Her new-age lover, Andromedea (Yue Aki Ji), 20 years younger, is among the protesters, and her old friend, the sweetheart of her own youth, philosophy professor Greer (Kit Ellsworth), moved in with them at Wreen’s insistence – Greer being weakened by a relapse of her stage IV breast cancer.
Greer is grounded and sensitive, a touchstone of normalcy. Wreen, consumed by her work, turns into a pragmatic administrator who can justify any collateral damage. (She offers to donate the mammoth skeletons in the museum to local businesses… to display and decorate them.)

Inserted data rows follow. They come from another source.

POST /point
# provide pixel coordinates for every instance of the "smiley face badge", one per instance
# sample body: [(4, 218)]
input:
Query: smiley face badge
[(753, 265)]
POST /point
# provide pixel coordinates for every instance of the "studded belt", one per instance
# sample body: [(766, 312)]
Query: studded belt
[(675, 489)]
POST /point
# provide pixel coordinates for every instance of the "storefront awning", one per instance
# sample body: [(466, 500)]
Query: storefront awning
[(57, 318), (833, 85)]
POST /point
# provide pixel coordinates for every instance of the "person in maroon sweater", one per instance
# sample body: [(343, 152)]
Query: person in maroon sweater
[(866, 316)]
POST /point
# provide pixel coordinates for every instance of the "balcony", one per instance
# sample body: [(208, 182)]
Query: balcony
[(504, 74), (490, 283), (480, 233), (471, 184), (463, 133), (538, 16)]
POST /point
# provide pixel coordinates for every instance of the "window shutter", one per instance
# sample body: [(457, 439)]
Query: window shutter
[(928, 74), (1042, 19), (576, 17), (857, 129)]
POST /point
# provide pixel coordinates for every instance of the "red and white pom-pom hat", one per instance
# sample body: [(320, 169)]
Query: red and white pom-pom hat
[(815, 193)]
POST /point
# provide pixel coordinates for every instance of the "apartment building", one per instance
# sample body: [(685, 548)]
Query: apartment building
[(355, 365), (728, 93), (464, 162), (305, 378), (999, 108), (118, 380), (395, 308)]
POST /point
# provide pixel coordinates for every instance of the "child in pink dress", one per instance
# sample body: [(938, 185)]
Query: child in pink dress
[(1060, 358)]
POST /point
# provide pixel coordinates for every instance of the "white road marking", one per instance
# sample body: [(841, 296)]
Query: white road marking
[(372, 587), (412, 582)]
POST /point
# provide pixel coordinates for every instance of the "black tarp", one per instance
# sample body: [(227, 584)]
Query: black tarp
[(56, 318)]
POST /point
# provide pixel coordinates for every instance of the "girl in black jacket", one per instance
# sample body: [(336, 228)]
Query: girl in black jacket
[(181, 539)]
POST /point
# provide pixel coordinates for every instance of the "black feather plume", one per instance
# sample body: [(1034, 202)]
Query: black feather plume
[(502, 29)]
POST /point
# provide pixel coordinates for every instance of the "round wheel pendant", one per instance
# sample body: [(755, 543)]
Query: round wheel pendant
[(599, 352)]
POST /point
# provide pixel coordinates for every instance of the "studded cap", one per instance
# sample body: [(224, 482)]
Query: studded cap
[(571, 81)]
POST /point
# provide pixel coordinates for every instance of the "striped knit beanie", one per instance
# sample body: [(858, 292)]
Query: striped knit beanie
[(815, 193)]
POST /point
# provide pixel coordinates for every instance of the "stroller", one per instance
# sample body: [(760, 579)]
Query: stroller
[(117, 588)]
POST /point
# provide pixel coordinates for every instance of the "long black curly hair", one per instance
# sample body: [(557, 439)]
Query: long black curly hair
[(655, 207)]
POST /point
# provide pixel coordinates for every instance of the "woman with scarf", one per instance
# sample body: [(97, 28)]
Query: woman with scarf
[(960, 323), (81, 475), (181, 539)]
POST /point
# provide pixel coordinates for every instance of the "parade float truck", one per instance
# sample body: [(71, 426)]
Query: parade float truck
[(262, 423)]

Andromeda is pure-hearted but overly childish, enthusiastically sharing spiritual truisms and rituals that older women cannot relate to. (We get the gist; unfortunately, less than half of his quick speeches were decipherable.)
The dean and her young lover are criticized here as types, but we are also asked to invest in them. Another concern is that the script details each encounter to the max, stretching the output to nearly three hours. A wise cut would speed up the pace and leave something to the imagination.
The simple setting, by Jason Simms, features an old museum room with a natural history diorama, flanked by display cases featuring random stuffed animals. And it is this space that offers comic relief, which comes in two forms: the old museum keeper (Trence Wilson-Gillem), who darkly reads aloud passages from the local newspaper, and the surreal element of four. first humans in wild skins and wigs, which first appear inside the diorama, then appear elsewhere. They pose motionless, as in a shop window, in the midst of skinned animals or ground corn –– while conversing in contemporary discourse on ordinary concerns, such as relationships and drugs and money.
It’s a fresh and entertaining device in a play exploring, in Andromeda’s words, “alternative kinship structures”.
“Seven Homeless Mammoths Wander New England”, by Madeleine George, directed by Samuel Blake. At Cornell’s Flex Theater, November 19 and 20, 7:30 p.m. Free and open to the public.
Barbara Adams, regional arts journalist, teaches writing at Ithaca College.